Papal appointments surprise experts
Claire Heininger | Wednesday, October 8, 2003
Fueling already-circulating speculations about his declining health, Pope John Paul II, 83, surprised the Catholic community Sept. 29 when he appointed 31 new cardinals – the group that will choose his successor – months earlier than originally expected.
Last Sunday’s announcement came three weeks in advance of the week-long Vatican celebrations of the pope’s 25th anniversary, which will now coincide with the consistory ceremony in which the new cardinals are installed. While Vatican officials gave no specific explanation for the consistory’s earlier date, which is set for Oct. 21, two Notre Dame experts on Vatican issues said they believe the announcement reflected a combination of John Paul II’s poor health, his intention to ensure his continued legacy and his eagerness to make these celebrations special.
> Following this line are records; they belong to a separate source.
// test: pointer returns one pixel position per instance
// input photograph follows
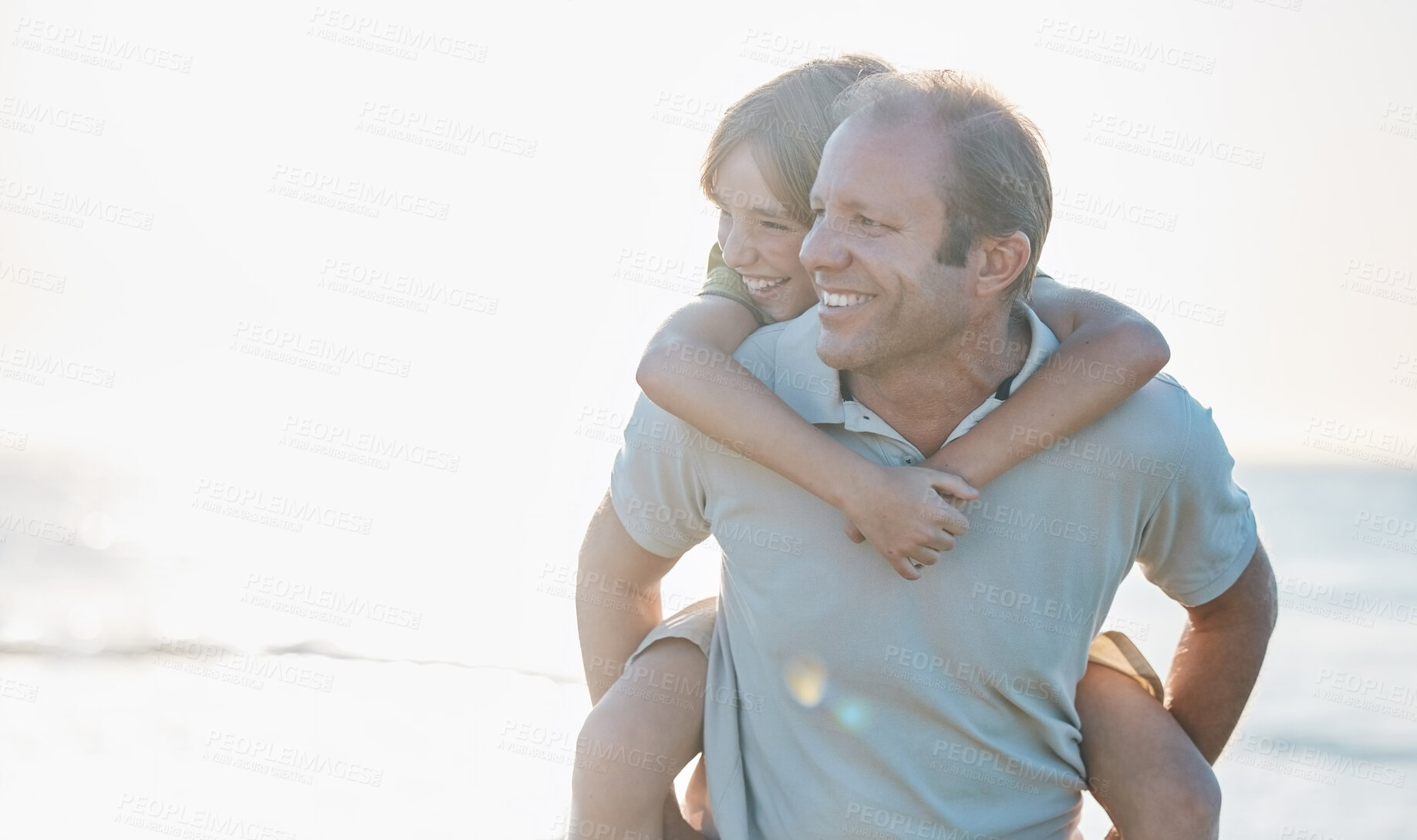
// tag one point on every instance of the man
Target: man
(843, 700)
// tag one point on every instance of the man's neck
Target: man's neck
(927, 396)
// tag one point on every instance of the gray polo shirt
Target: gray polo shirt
(846, 701)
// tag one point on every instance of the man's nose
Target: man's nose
(822, 250)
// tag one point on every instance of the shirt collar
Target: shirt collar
(814, 390)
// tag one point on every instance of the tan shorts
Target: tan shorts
(1112, 648)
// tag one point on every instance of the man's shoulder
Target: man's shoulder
(1162, 414)
(761, 349)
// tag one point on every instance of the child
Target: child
(760, 166)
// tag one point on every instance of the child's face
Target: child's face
(760, 240)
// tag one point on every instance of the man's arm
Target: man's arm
(617, 597)
(1219, 656)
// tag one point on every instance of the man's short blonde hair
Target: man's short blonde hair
(994, 174)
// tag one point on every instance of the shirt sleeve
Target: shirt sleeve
(656, 484)
(724, 282)
(1202, 535)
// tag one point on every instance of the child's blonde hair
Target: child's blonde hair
(787, 122)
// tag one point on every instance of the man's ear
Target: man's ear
(1002, 259)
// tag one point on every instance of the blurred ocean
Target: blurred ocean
(113, 723)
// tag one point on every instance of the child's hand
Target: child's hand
(907, 514)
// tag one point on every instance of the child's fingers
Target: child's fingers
(953, 484)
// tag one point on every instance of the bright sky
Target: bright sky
(1240, 172)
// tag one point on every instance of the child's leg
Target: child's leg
(1141, 765)
(635, 741)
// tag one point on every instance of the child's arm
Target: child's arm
(689, 372)
(1107, 352)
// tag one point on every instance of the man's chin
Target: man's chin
(836, 353)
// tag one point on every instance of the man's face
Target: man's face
(872, 250)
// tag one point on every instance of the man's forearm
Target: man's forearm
(616, 606)
(1219, 658)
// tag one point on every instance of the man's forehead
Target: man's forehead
(865, 152)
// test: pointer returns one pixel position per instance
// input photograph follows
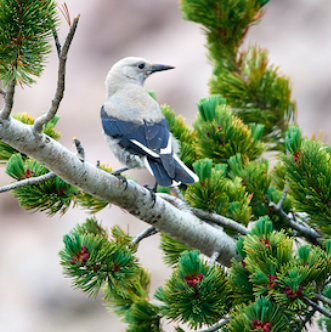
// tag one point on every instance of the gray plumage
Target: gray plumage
(135, 127)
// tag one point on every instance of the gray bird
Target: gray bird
(135, 128)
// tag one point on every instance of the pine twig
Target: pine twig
(9, 100)
(317, 307)
(213, 258)
(42, 120)
(323, 299)
(216, 326)
(179, 194)
(3, 92)
(323, 325)
(309, 233)
(80, 149)
(28, 182)
(149, 231)
(57, 43)
(282, 199)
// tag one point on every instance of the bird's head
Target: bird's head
(134, 70)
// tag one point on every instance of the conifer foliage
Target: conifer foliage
(279, 217)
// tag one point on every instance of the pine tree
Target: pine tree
(265, 229)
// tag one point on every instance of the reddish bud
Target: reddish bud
(297, 156)
(271, 281)
(59, 192)
(257, 325)
(265, 242)
(29, 173)
(291, 295)
(116, 267)
(194, 280)
(83, 256)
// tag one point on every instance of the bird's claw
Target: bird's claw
(152, 191)
(121, 178)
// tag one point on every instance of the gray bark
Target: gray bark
(181, 225)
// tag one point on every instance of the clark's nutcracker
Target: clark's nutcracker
(135, 128)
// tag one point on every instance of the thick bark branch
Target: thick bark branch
(9, 100)
(28, 182)
(181, 225)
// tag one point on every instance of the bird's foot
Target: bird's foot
(120, 177)
(152, 191)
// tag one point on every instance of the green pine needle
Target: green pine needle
(24, 38)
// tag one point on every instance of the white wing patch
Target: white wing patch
(192, 174)
(146, 149)
(168, 148)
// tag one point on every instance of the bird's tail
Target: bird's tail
(182, 173)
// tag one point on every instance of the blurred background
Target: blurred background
(34, 295)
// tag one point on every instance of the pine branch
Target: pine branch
(149, 231)
(3, 92)
(208, 216)
(57, 43)
(309, 233)
(317, 307)
(323, 299)
(180, 225)
(9, 100)
(216, 326)
(80, 149)
(28, 182)
(42, 120)
(282, 199)
(179, 194)
(213, 258)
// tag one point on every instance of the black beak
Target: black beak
(155, 68)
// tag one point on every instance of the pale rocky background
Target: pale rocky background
(34, 295)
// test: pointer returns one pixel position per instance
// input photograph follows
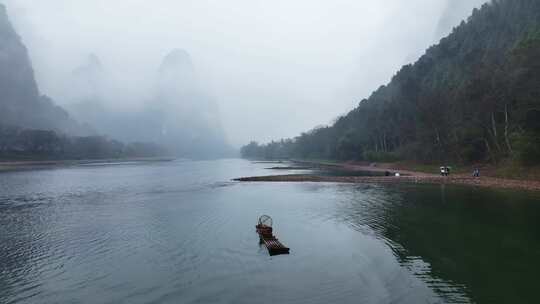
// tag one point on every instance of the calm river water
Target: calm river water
(182, 232)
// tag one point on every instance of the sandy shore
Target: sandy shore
(8, 166)
(407, 177)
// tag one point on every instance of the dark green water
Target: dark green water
(183, 233)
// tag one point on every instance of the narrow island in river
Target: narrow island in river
(386, 173)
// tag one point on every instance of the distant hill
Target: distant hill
(180, 115)
(473, 97)
(32, 127)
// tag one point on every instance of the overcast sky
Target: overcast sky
(276, 68)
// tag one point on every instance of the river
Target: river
(183, 232)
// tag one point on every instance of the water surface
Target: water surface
(182, 232)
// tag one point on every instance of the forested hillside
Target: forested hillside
(473, 97)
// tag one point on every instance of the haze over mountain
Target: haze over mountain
(178, 114)
(21, 103)
(273, 68)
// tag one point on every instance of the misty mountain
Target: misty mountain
(473, 97)
(189, 116)
(21, 103)
(454, 13)
(179, 115)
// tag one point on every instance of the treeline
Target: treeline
(473, 97)
(18, 143)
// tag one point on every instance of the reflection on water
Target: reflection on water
(181, 232)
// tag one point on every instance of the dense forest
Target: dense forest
(474, 97)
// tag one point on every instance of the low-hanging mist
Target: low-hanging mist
(271, 70)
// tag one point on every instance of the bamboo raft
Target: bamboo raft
(264, 229)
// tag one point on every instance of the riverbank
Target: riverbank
(406, 176)
(23, 165)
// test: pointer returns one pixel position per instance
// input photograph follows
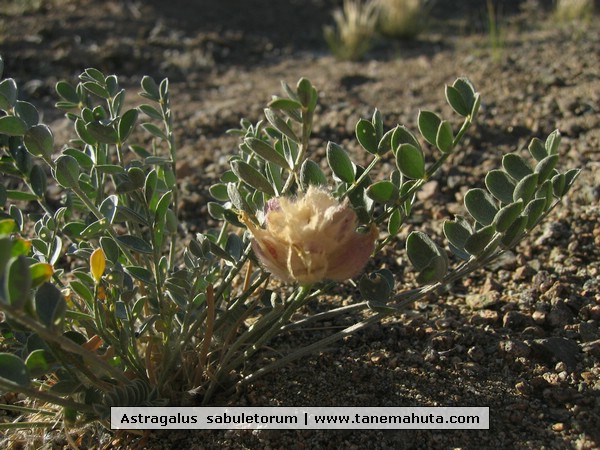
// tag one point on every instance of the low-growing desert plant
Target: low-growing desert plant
(105, 302)
(354, 30)
(402, 19)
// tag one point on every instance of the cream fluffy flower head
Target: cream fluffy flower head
(310, 238)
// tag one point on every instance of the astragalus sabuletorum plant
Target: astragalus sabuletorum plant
(105, 303)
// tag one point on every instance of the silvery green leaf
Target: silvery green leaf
(385, 143)
(67, 171)
(151, 111)
(252, 177)
(457, 232)
(340, 163)
(110, 248)
(545, 191)
(481, 206)
(383, 192)
(135, 243)
(105, 134)
(476, 105)
(96, 89)
(234, 246)
(12, 126)
(265, 151)
(570, 177)
(127, 124)
(525, 189)
(545, 167)
(36, 363)
(237, 198)
(150, 89)
(140, 273)
(559, 184)
(507, 215)
(311, 175)
(285, 104)
(17, 282)
(281, 125)
(500, 185)
(516, 166)
(83, 133)
(429, 123)
(421, 250)
(394, 222)
(367, 136)
(410, 161)
(27, 112)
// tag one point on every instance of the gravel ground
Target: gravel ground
(522, 337)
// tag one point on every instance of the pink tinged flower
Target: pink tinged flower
(311, 238)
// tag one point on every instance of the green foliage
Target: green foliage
(116, 310)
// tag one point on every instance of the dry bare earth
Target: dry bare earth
(522, 338)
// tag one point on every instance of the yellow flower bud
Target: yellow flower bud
(311, 238)
(97, 264)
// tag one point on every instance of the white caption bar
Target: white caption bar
(309, 418)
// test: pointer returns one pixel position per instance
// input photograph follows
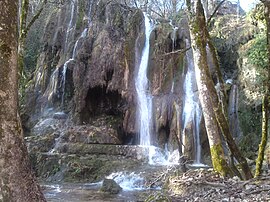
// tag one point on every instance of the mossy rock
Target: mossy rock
(110, 186)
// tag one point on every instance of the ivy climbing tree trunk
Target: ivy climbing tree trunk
(211, 105)
(17, 181)
(265, 102)
(203, 78)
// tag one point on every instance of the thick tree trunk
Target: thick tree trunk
(203, 78)
(263, 143)
(213, 97)
(199, 28)
(17, 182)
(265, 103)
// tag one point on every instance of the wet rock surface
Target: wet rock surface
(205, 185)
(110, 186)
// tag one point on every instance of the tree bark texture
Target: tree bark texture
(17, 181)
(203, 78)
(265, 103)
(201, 30)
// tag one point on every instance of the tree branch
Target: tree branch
(178, 51)
(35, 17)
(214, 12)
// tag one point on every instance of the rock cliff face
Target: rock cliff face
(86, 69)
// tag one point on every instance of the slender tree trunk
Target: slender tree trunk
(200, 29)
(199, 39)
(17, 181)
(263, 143)
(265, 103)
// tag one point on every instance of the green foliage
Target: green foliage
(257, 14)
(257, 53)
(158, 197)
(250, 123)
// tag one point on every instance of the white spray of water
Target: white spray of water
(128, 181)
(71, 23)
(144, 97)
(192, 110)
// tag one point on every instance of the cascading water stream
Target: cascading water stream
(144, 97)
(144, 115)
(192, 111)
(70, 24)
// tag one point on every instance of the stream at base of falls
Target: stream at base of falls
(136, 186)
(79, 192)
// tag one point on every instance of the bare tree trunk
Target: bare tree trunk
(265, 103)
(203, 78)
(17, 181)
(263, 143)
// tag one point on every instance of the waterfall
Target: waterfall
(192, 110)
(173, 35)
(52, 86)
(143, 93)
(70, 24)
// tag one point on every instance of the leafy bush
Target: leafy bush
(257, 53)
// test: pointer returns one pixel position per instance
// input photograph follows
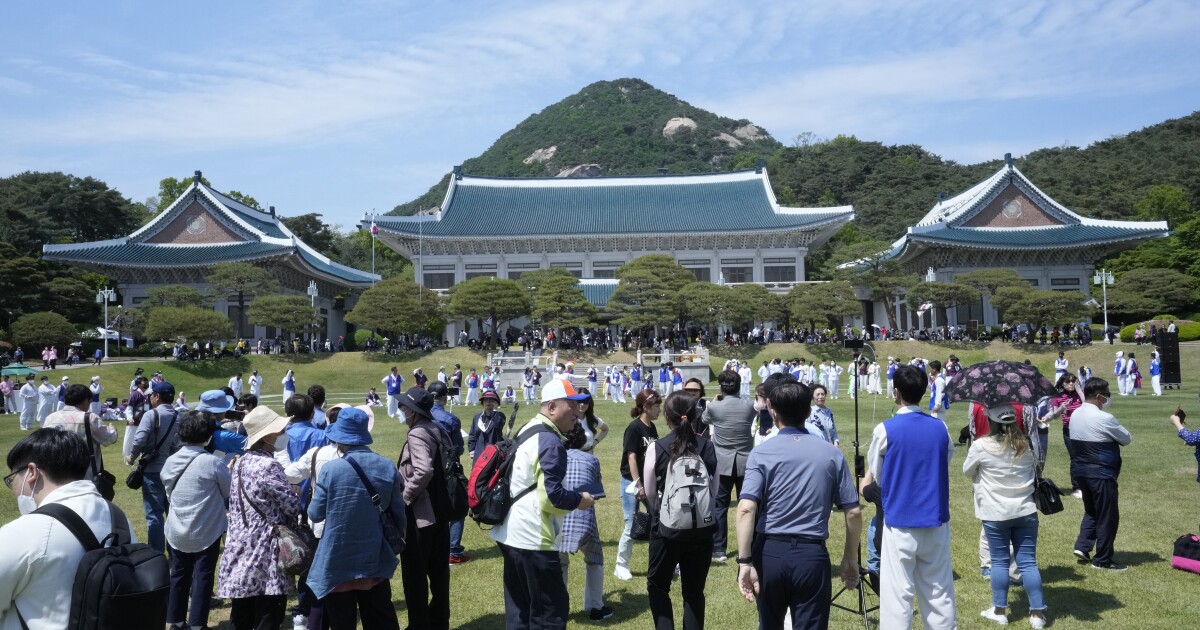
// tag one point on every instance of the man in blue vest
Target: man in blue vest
(910, 457)
(394, 383)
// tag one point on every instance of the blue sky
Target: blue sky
(345, 107)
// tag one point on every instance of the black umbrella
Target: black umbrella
(993, 383)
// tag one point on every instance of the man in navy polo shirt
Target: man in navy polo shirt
(910, 459)
(795, 480)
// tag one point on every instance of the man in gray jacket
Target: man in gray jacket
(731, 419)
(154, 442)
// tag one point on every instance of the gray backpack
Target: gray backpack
(687, 502)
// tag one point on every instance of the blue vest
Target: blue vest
(916, 472)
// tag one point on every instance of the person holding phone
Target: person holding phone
(1192, 438)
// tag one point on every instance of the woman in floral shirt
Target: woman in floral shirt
(249, 573)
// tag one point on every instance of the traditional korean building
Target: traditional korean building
(204, 227)
(724, 227)
(1005, 221)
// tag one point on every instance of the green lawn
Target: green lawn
(1158, 493)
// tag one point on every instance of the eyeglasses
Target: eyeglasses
(9, 478)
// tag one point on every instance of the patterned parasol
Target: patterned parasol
(993, 383)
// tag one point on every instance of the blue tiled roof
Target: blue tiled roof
(345, 273)
(685, 204)
(1050, 237)
(598, 293)
(166, 256)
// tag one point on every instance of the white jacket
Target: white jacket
(40, 557)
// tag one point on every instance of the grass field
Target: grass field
(1158, 493)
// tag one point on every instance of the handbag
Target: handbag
(1187, 553)
(295, 541)
(136, 477)
(391, 533)
(641, 527)
(1047, 496)
(105, 481)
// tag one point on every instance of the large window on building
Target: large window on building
(438, 280)
(516, 269)
(736, 270)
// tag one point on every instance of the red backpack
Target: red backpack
(489, 496)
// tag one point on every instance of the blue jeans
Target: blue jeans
(1023, 534)
(456, 547)
(628, 505)
(873, 550)
(154, 501)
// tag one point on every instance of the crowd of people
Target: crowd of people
(220, 479)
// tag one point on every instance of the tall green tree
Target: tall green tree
(241, 280)
(43, 329)
(823, 304)
(397, 305)
(187, 323)
(291, 313)
(1049, 307)
(497, 300)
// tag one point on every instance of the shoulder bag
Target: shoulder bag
(391, 533)
(133, 481)
(106, 483)
(295, 541)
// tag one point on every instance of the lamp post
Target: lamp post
(1104, 279)
(106, 295)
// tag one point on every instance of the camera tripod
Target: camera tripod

“I think he knows he is coming to the end of his life, and he wanted to reward certain bishops for their loyalty and service,” said Father Richard McBrien, professor of theology and Crowley-O’Brien Chairman of Theology at Notre Dame. “At the same time, perhaps [he wanted] to ensure that his successor … will carry on his program. Combining the 25th anniversary celebration, the beatification of Mother Teresa on the 19th, and the consistory of new cardinals simply makes it more convenient for cardinals visiting Rome for these closely scheduled events.”
Lawrence Cunningham, acting O’Brien Chairman and professor of theology, agreed that all of these factors should be taken into consideration when interpreting the pope’s decision.
“I suspect that it was primarily for health reasons,” he said. “Secondarily, he may have wanted to do something dramatic on the eve of these papacy celebrations.”
Pope John Paul II’s selection of new cardinals revealed his willingness to extend his conservative influence, as well as his goal to increase awareness of the Catholic presence in countries where Muslim-Christian tensions are high.
“The new cardinals fit the profile of the kind of people he’s traditionally chosen: doctrinally orthodox but socially conscious,” Cunningham said.
Cunningham also emphasized the global nature of the selections, which included “appointments from all parts of the world – North America, Latin America, Africa, East Asia … it is clear that he recognizes the increasing Muslim presence.”
McBrien pointed out that “[his choices] are heavily weighted on the side of loyalists who will follow the policies of the Vatican, but there are some exceptions to that pattern.”
One somewhat unanticipated omission from the list was Archbishop Sean O’Malley, who replaced Cardinal Bernard Law as the archbishop of Boston after Law resigned in the wake of the church sex abuse scandals last December.
While Boston traditionally has had a cardinal in the past, both McBrien and Cunningham dismissed the idea that O’Malley’s absence is a significant exception.
“He just became an archbishop, and perhaps they didn’t want to burden him with various Vatican jobs that all cardinals are expected to occupy on a part-time basis, involving many trips to Rome,” McBrien said. “He’ll eventually be a cardinal.”
Cunningham suggested that “perhaps the pope didn’t want to take a slap at Law,” who, not yet 80 years old, is still eligible to elect the new pope and is also still acting as a member of several Vatican commissions.
Although Pope John Paul II’s announcement was read with halting breaths indicative of his Parkinson’s disease, both Vatican officials and Notre Dame experts expressed confidence that he would be able to participate fully in the ceremonies, which begin Oct. 19 and continue until Oct. 26.
“By all accounts, he is nearing the end of his life on this earth,” McBrien said. “But he has extraordinary powers of resilience, and he may very well be with us next spring.”